18th Century
Elegant Figures in a Formal Garden by a Country House

Oil on canvas
Image size: 36 x 51 1/2 inches (91.5 x 131 cm)
Contemporary style frame
POA

Provenance
Private Estate

This landscape depicts a view of a house, with extensive gardens, ponds, outbuildings. There is immaculate detail in this artwork, lending itself to convey a narrative in every section. See in the middle foreground a tired old mare that has taken rest in the cool shadows of the day, observe the smartly dressed couple in the centre of the canvas who have decided to take a stroll around the manicured gardens. Perhaps most entertaining of all, one can see a man and woman who appear to be fishing in the man-made river that has been constructed on the estate. With the river mesh grates and fences that have been been placed under the water, the fish have little chance to survive the couple’s pastime.

The country house and estate portrait, was a fashionable genre in Britain by the late seventeenth century. The typical extended view allows a maximum amount of detail to be depicted, including possibly the best recorded fishing garden of the period.
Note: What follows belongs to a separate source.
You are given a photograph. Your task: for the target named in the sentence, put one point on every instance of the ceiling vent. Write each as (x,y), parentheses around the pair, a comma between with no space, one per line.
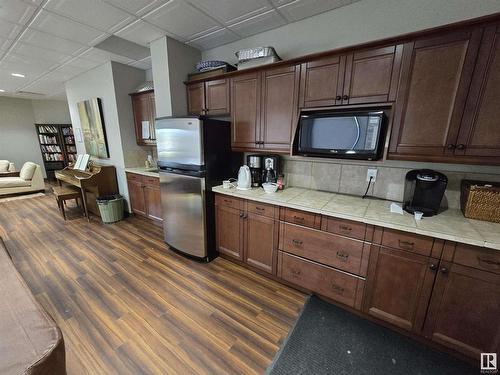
(125,48)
Depictions of houses and their gardens were popular subjects in Flemish art. The formal Baroque gardens of the 17th Century were heavily reliant on symmetry and the principle of imposing order on nature.

This is not only a very beautiful work of art but also a very important historical document of the estate. This painting is part of a great tradition of views of country houses, which would become celebrated in the work of artists such as Jan Sibrechts, Leonard Knyff and Jan Griffer.

Most of these works date to the end of the seventeenth and early eighteenth centuries and are by sophisticated foreign artists who visited England seeking aristocratic patronage. What makes the present picture of particular importance is that it is unusual to show the large house with the surrounding village.

The painting is evidence of a tradition aware, through engravings, of earlier Dutch artists such as Hollar.